- The performance given by Brady Jandreau here is fantastic. Jandreau here plays a version of himself (Just his last name is changed) and he is also not a professional actor. Which is quite remarkable, because he has a large magnetic screen presence. Jandreau gives a strong internal performance, which really makes you ache for him throughout, as he goes on his journey of self discovery.
- The direction by Chloé Zhao here is something to feast over. Zhao brings a Terrence Malick-esque feel to the starkly beautiful South Dakota Badlands. She sets up the landscape as nearly a character itself, as we explore it with Brady as he rides with some of his horses. Zhao also brings multiple mesmerizing horse training sequences that really put you in awe with the gentle control Brady has with a horse. Chloé Zhao is easily one of the most exciting new filmmakers working today and I can’t wait to see what she does next.
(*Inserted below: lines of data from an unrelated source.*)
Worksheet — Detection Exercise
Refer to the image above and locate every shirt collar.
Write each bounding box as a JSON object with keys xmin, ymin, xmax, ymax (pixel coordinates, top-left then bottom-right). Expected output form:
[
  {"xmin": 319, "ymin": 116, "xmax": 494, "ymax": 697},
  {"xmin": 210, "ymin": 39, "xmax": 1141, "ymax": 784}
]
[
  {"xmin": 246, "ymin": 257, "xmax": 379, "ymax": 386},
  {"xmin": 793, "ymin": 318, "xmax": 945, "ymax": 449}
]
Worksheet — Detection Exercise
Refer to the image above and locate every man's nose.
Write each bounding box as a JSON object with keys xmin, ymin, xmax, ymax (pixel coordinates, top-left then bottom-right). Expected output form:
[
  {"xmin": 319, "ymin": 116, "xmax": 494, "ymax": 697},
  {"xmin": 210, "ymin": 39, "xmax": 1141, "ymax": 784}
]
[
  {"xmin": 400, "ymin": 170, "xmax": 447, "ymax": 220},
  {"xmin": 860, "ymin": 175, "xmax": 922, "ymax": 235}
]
- Just like her direction, Chloé Zhao’s screenplay here is beyond compelling. There are multiple riveting character moments in this film that will push you to near tears. Easily the ones that stand out the most, are all the moments between Brady and his friend Lane Scott (Who also plays himself). Zhao as well brings a strong yet subtle metaphor to this film. We see throughout the film Brady battling his hand clinching up and locking at unexpected times. This I find obviously representing his struggle of letting riding go and having to move on. Zhao really strips down the mythical look at the American cowboy and puts together a fascinating study of recovery and masculinity.
- The cinematography by Joshua James Richards here is gorgeous. The collaboration of his cinematography and Chloé Zhao’s direction will have your eyes glued to the screen.
- The narrative of the film is at times a little too familiar.